CHALMETTE, La. — Preparing fresh local seafood on Good Friday and Easter Sunday is a Louisiana tradition.
If you want to know about seafood, you go to St. Bernard Parish, home to some of the best commercial and recreational fishing in the world.
If you want to know what’s good at the docks, you ask Jeff Pohlmann at Today’s Ketch Seafood and Restaurant in Chalmette.
"We have two different sizes, all fresh shrimp,” Pohlmann said. “Crabmeat is fresh. We have oysters. They are still good. They are good and fat and have a good taste to them.”
Some varieties of fish are also plentiful this time of year.
“Right now, we have the fresh catfish fillets, we have whole flounder and also redfish fillets,” Pohlmann said.
But by far crawfish is the most popular seafood here for Good Friday and Easter Sunday…boiled, live, by the pound, and by the sack.
Leah Domino was buying two sacks for her family crawfish boil.
“It’s something that we do as a family every year,” Domino said.
She said the secret to good crawfish is the chef and the seasoning.
Mudbugs are also on Eileen Coulon’s Easter menu.
“We actually ordered three sacks for Sunday, live sacks from here for Sunday,” Coulon said.
Expect to pay a little more for crawfish this year.

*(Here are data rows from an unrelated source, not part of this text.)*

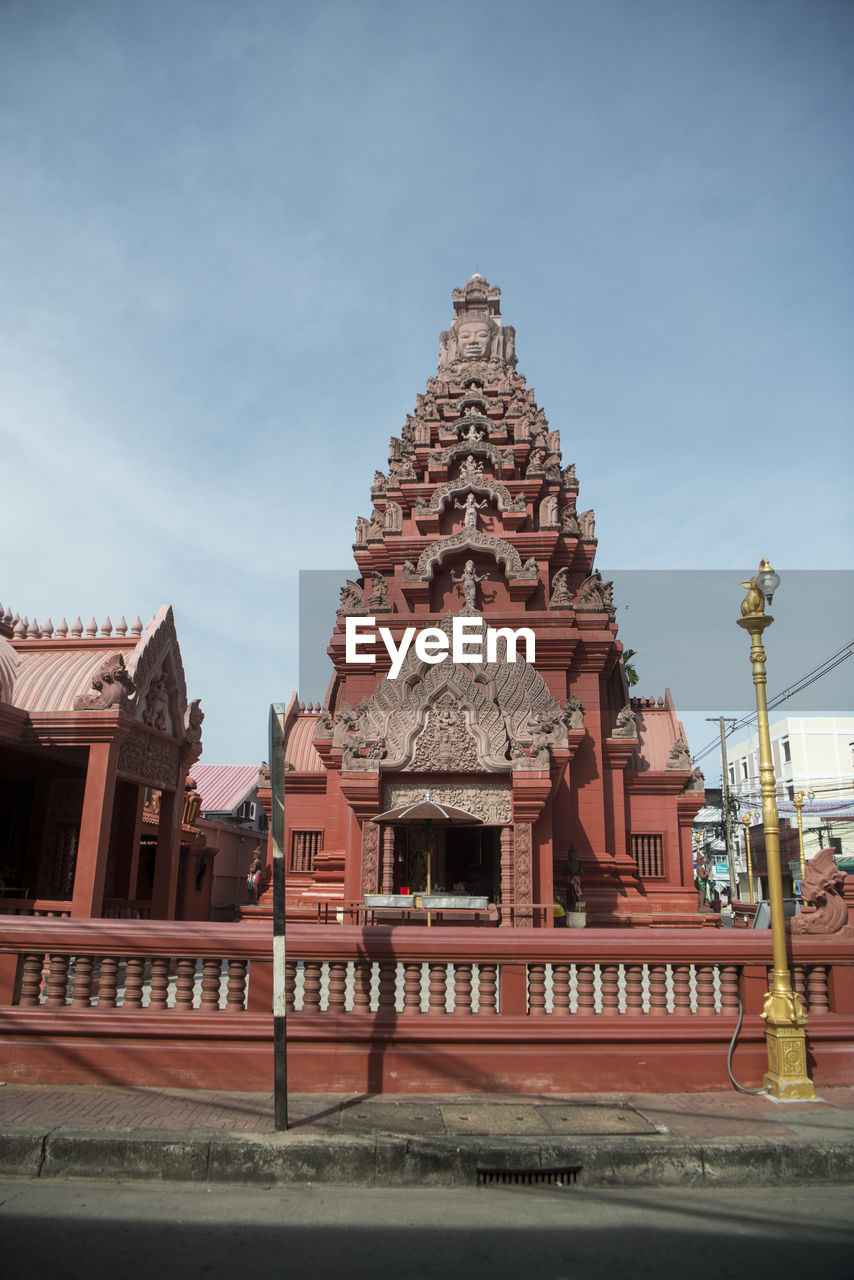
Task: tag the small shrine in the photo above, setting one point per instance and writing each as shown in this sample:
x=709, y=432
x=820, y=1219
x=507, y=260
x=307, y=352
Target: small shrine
x=96, y=741
x=478, y=666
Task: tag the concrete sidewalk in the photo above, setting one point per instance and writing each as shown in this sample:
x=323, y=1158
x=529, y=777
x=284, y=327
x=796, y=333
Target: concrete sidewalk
x=400, y=1139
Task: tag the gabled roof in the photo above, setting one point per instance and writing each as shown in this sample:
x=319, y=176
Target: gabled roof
x=223, y=787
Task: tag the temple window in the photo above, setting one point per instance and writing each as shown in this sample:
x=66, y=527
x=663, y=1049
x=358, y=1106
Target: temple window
x=649, y=854
x=304, y=846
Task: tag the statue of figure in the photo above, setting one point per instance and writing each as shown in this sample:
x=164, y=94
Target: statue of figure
x=378, y=599
x=679, y=757
x=825, y=909
x=594, y=594
x=351, y=598
x=471, y=470
x=393, y=519
x=626, y=723
x=587, y=521
x=548, y=511
x=570, y=526
x=474, y=338
x=193, y=717
x=572, y=712
x=471, y=507
x=561, y=594
x=469, y=581
x=156, y=705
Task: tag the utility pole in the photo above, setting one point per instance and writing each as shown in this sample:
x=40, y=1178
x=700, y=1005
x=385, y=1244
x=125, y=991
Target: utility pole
x=725, y=796
x=279, y=990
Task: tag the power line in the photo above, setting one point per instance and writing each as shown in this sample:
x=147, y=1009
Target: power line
x=804, y=682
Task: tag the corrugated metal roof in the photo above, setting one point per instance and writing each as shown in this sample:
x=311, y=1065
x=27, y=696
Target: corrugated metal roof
x=298, y=748
x=223, y=786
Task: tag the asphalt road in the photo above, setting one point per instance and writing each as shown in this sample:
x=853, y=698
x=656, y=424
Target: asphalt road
x=129, y=1232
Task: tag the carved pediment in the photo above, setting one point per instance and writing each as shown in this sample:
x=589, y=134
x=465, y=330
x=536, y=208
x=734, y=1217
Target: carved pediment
x=456, y=717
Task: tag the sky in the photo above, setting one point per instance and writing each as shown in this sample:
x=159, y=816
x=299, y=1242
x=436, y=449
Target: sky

Right now, they are selling for about $100 a sack, $5.25 a pound for boiled and $3.25 a pound for live.
“The demand is so much higher right now,” Pohlmann said. “I think coming out of this COVID thing, people are like in a crawfish frenzy, right now.”
Wherever you buy it, ask if it’s fresh Louisiana seafood. Jeff Pohlmann said if the answer is yes, you know you’re getting a good quality product and helping the local fishing industry as well.
“It’s not easy to be a commercial fisherman these days, but we support them to the highest measure we can,” Pohlmann said.
Right now, oysters are going for about $45 a sack.
Shrimp is selling for about $5.49 a pound for the large ones and $3.49 a pound for the smaller count.
Boiled crabs will cost you about $25 a dozen.